And this is also, this is equivalent to constraints in other papers.
So in the Hampi core language, this is essentially the same, except
that we bound the length of each string, because it's a reduction to
sat. And in this case the length is unbounded.
So moving on. The evaluation as I mentioned was on an existing corpus
produced by Wasserman and Sue [phonetic] at PLDI '07.
They do a static analysis that finds SQL injection vulnerabilities.
And the sort of main motivator at least for me personally at the time
was the output of this tool, which looked a lot like there might be a
bug on line 58 of your code and nothing else. So we wanted to add
indicative inputs to this static analysis. In order to do so we had to
put together some additional machinery.
So we had to find a path to this particular potential bug and
symbolically evaluate net path to find constraints. So we use running
time as a metric. Like I said, it's 17 vulnerabilities. So it's not
the biggest corpus for doing sort of statistically significant
performance results.

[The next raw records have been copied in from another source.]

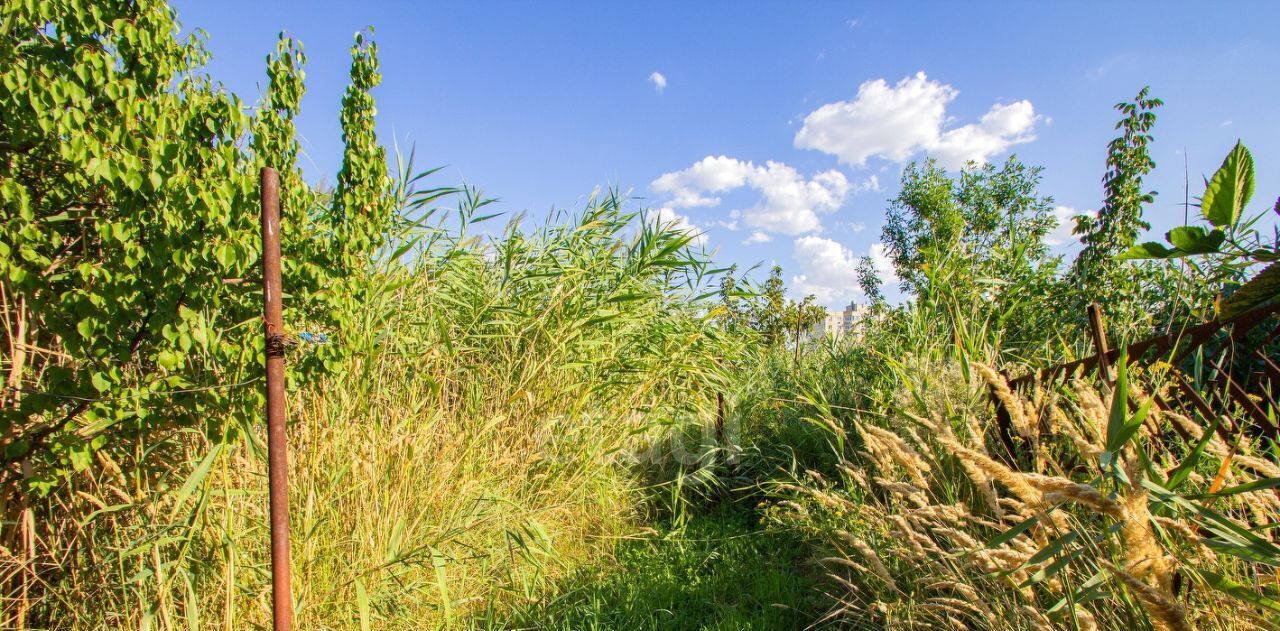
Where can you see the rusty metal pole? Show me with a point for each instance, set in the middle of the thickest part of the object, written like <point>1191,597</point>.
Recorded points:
<point>277,446</point>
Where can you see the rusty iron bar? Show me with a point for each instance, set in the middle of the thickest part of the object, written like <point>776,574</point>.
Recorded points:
<point>1100,343</point>
<point>1194,335</point>
<point>277,444</point>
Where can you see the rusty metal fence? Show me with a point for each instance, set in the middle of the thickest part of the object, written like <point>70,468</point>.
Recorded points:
<point>1248,393</point>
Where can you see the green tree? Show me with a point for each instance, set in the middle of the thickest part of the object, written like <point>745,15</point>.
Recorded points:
<point>977,241</point>
<point>800,316</point>
<point>129,232</point>
<point>1119,220</point>
<point>869,282</point>
<point>768,315</point>
<point>360,204</point>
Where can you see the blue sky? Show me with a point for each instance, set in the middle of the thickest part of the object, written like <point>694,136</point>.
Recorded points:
<point>778,131</point>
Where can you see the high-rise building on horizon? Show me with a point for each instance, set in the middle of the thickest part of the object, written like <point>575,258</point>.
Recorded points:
<point>840,323</point>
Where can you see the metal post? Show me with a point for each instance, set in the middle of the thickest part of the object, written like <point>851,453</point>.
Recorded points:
<point>277,446</point>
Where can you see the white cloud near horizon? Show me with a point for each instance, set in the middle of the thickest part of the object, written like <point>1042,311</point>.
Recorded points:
<point>659,81</point>
<point>790,204</point>
<point>670,218</point>
<point>899,122</point>
<point>828,270</point>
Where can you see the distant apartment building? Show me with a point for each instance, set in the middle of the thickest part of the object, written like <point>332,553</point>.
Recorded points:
<point>840,323</point>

But we wanted to know if this is feasible just as
a first cut.
And the results are that, yes, we can generate successful attack inputs
for these constraint systems. And our running time is between about
100th of a second and about ten minutes. So that's quite a big range,
even across a very limited sample set. So more on that later.

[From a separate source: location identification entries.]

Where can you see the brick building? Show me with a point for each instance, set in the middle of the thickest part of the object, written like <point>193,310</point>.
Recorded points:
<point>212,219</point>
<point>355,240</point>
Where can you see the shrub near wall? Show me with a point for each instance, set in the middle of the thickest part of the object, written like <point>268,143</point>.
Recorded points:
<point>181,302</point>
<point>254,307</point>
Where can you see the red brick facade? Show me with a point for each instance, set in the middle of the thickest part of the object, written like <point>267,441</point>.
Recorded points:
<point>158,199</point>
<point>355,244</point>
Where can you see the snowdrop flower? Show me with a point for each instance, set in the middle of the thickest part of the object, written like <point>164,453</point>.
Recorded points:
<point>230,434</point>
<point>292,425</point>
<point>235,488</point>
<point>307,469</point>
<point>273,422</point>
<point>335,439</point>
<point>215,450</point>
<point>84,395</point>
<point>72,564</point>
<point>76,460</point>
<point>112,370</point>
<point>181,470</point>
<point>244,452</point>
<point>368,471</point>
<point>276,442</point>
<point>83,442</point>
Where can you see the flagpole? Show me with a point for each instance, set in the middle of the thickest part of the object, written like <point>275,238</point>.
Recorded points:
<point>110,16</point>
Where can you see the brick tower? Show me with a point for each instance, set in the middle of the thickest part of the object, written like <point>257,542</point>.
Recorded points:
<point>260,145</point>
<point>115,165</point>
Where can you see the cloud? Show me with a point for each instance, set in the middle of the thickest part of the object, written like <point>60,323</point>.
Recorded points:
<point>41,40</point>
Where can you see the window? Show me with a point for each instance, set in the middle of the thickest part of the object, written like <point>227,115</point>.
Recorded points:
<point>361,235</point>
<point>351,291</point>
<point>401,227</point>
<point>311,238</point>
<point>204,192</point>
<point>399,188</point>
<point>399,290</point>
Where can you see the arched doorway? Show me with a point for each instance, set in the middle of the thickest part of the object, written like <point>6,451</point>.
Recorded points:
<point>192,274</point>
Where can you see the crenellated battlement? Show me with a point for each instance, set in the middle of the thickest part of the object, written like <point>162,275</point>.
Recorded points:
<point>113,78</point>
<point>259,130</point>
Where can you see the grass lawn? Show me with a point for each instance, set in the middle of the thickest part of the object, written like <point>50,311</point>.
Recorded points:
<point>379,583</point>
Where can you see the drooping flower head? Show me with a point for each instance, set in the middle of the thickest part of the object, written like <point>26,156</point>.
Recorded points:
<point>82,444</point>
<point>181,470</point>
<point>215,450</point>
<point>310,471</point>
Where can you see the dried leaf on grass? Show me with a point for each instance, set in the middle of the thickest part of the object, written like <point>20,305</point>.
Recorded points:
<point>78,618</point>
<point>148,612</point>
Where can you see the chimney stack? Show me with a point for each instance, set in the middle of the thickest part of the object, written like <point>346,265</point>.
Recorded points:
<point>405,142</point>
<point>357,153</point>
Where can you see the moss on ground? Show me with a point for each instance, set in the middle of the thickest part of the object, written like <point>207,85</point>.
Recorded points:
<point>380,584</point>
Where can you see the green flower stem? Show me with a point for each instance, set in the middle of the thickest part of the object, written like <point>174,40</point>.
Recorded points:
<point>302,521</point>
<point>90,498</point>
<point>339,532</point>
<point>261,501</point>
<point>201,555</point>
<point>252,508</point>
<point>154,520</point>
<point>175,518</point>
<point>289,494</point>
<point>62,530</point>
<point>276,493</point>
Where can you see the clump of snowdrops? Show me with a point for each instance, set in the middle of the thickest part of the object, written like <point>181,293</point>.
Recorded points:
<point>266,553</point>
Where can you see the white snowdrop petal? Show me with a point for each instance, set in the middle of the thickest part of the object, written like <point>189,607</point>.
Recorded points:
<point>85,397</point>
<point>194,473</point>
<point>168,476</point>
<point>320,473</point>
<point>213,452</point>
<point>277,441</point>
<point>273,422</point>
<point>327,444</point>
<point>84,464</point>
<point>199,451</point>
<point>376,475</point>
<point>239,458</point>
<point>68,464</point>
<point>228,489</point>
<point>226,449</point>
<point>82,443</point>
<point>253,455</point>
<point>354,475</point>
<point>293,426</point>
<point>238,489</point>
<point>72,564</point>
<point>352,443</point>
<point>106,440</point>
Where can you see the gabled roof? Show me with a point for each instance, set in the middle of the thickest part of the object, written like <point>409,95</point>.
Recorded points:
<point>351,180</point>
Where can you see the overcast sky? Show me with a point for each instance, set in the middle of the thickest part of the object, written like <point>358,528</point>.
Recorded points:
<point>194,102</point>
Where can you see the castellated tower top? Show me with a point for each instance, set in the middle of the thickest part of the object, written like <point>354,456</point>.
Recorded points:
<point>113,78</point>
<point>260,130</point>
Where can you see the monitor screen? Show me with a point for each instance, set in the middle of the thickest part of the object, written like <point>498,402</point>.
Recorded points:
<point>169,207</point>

In fact, I'll talk about that now. My next sort of step in this
process was finding out faster ways of doing this. So I'll go into the
context in a little bit. But in general the idea at the time was
there's two competing approaches. One was the Hampi tool, which I was
a co-author on, which uses a reduction from string constraints to bit
vector constraints which then get turned into a sat problem.
And that tool is relatively fast in practice. Faster than the tool I
just showed you, in fact. Nevertheless, we have this feeling that
autotomia-based constraint solving would be faster, and it seems sort
of obvious in hindsight. But at the time I wasn't really clear
immediately why.
>>: My impression is that the Hampi tool is bounded string length,
bounded string encoding, right.
>> Pieter Hooimeijer:
Yes.
>>: It's not comparable to what you are doing because you are ->> Pieter Hooimeijer: Yeah. So, yeah, the Hampi problem is NP
complete and ours is not believed to be.
>>: Complexity of your problem.
>> Pieter Hooimeijer: So like I said I believe it is fee based
complete, but I have not formally evaluated that. I focused more on
empirical performance evaluation instead.
All right. So there's two papers on this one. One is a VM CAI paper
which I wrote with Marcus during my first internship in Redmon. And it
does basically data structure selection. So we implemented a bunch of
different techniques from known automata libraries in the same context
and used them to do some string constraint solving problems on one
variable which reduces to single autotomia intersection or single
autotomia determination and computing inverse.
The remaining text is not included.